The transition is still a work in progress. At times, the responsibility has been a tough and overwhelming adjustment for team member. Many are still testing the boundaries, with the support of mentors and feedback from peers. Of course, we’re still working out the right answer when a cRustomer asks to speak to a manager—whether for good or bad reasons.

“You have to take ownership over everything you do. You have to make these decisions that affect everyone. It’s a lot more in your face.
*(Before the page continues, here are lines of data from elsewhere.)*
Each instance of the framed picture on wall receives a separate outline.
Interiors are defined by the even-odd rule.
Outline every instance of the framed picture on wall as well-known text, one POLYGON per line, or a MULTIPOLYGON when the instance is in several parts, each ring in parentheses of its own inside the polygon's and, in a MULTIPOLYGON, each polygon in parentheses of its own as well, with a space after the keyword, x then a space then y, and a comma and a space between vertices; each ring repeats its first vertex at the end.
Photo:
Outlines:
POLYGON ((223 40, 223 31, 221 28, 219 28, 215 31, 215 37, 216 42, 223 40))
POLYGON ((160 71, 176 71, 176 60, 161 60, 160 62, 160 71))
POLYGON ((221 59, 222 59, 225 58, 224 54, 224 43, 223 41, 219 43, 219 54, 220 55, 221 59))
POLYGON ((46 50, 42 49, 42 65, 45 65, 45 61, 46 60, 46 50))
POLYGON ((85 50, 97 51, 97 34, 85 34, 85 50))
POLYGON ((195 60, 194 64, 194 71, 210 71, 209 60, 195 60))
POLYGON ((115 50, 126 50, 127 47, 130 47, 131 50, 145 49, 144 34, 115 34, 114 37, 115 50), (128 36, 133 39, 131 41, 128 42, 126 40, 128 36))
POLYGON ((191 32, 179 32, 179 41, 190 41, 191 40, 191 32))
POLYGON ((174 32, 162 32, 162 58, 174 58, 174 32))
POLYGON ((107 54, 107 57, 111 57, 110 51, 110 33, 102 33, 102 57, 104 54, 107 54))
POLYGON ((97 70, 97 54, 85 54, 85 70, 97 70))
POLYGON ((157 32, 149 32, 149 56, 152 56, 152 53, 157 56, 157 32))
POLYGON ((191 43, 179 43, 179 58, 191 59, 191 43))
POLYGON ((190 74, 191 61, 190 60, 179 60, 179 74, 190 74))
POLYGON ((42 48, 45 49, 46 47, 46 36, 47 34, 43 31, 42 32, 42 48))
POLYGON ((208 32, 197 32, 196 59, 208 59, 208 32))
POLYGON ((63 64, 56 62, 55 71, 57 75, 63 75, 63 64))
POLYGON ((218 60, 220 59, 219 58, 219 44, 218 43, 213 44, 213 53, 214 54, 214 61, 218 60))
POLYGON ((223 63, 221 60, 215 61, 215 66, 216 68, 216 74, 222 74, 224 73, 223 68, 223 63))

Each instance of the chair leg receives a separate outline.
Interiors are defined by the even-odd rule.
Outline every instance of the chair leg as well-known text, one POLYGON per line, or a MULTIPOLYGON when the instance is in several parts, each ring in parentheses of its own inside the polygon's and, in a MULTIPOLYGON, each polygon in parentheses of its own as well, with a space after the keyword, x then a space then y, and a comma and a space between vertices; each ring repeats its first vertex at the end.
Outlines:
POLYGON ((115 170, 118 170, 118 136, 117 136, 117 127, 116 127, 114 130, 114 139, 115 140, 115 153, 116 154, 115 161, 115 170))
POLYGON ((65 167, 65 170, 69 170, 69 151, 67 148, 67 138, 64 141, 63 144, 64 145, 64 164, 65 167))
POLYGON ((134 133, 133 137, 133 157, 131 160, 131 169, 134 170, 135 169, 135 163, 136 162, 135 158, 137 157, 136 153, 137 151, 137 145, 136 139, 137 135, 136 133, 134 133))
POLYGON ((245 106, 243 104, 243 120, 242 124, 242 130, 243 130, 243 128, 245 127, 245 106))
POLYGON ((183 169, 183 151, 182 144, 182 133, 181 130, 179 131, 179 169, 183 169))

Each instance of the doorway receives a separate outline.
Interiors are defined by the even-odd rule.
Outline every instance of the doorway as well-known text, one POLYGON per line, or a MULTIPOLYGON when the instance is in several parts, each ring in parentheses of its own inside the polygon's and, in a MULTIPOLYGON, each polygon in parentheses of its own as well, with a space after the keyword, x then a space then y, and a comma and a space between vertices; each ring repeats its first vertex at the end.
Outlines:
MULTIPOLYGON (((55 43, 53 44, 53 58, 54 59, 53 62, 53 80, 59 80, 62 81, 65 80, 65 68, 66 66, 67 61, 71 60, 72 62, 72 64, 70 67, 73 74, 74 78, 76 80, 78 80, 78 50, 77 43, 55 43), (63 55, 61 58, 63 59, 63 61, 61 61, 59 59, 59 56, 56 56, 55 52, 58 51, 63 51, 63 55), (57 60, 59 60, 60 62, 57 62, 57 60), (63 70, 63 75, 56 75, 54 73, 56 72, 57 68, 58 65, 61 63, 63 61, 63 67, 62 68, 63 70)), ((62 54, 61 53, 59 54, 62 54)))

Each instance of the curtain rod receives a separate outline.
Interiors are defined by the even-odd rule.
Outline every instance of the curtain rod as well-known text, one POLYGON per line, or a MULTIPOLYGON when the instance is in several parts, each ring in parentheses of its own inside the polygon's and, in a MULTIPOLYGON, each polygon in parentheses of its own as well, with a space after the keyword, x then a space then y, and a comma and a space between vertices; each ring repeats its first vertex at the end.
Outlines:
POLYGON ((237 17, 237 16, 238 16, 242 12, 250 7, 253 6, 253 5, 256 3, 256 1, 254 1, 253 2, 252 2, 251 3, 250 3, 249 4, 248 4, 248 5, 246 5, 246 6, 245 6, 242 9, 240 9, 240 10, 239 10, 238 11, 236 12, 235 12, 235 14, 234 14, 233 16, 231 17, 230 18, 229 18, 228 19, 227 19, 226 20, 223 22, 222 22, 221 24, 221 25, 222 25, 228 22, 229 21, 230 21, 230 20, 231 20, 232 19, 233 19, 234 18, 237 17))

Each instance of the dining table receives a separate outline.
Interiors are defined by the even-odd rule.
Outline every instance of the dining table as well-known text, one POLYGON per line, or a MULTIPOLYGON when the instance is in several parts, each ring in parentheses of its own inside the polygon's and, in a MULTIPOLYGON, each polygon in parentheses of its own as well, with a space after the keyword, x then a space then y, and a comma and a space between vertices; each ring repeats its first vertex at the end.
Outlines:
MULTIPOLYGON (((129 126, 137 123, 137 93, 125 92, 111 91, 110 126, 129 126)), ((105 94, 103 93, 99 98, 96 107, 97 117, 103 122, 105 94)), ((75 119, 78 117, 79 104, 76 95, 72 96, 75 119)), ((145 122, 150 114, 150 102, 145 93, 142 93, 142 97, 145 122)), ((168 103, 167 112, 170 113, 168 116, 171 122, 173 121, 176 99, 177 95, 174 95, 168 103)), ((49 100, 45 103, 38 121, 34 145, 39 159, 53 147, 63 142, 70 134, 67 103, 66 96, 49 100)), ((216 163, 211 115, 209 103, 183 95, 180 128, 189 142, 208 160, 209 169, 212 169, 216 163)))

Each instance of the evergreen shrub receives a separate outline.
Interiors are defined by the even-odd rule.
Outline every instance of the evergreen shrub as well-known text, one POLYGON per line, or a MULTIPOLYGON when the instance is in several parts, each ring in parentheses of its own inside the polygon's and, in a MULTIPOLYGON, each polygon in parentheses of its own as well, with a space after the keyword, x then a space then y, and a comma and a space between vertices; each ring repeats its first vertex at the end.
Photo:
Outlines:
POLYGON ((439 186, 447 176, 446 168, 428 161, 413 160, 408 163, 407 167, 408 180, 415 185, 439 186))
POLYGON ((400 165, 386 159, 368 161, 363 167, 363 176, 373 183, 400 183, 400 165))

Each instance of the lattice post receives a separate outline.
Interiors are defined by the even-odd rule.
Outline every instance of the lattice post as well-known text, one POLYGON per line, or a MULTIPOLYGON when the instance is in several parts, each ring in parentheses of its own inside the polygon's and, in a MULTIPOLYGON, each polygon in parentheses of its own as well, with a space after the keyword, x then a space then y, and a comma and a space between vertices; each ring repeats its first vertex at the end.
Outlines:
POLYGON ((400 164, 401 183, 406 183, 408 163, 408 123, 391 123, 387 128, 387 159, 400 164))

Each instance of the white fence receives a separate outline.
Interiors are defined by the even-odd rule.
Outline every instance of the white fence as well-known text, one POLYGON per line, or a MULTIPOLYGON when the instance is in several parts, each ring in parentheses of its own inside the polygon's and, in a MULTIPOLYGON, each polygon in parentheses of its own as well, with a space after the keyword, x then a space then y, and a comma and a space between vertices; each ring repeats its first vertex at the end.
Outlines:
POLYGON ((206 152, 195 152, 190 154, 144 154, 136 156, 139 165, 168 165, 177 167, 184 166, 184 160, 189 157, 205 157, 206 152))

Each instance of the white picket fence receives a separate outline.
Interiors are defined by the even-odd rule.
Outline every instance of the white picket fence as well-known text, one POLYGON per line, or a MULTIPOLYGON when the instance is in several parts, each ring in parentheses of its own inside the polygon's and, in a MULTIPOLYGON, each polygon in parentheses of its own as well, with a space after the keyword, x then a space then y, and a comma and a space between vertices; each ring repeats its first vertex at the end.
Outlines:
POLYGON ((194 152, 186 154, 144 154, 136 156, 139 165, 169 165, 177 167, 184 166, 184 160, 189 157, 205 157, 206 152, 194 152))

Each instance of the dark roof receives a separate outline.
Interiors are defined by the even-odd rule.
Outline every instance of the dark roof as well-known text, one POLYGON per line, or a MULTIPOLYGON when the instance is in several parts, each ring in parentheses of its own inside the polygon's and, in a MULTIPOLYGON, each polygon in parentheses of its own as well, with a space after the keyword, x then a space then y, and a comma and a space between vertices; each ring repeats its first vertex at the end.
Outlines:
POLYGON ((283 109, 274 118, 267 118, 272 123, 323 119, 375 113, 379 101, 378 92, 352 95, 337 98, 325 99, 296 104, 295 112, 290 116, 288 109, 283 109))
I’m not a number here; I’m part of what makes everything run,” said Johnson.

The beauty of Teal is that it is, at the most basic level, just a mindset shift. Once you commit to working in Teal and have the right tools available, the transformation is ongoing. Since we have built our own systems from scratch, we know that there will be more challenges. It’s messy, and we’re all learning together. Over the next few months, we will continue to share aspects of this transition with you. We’ll walk through some of our systems and what we hope to see for the future of Dimo’s. We hope you’ll join in the dialogue.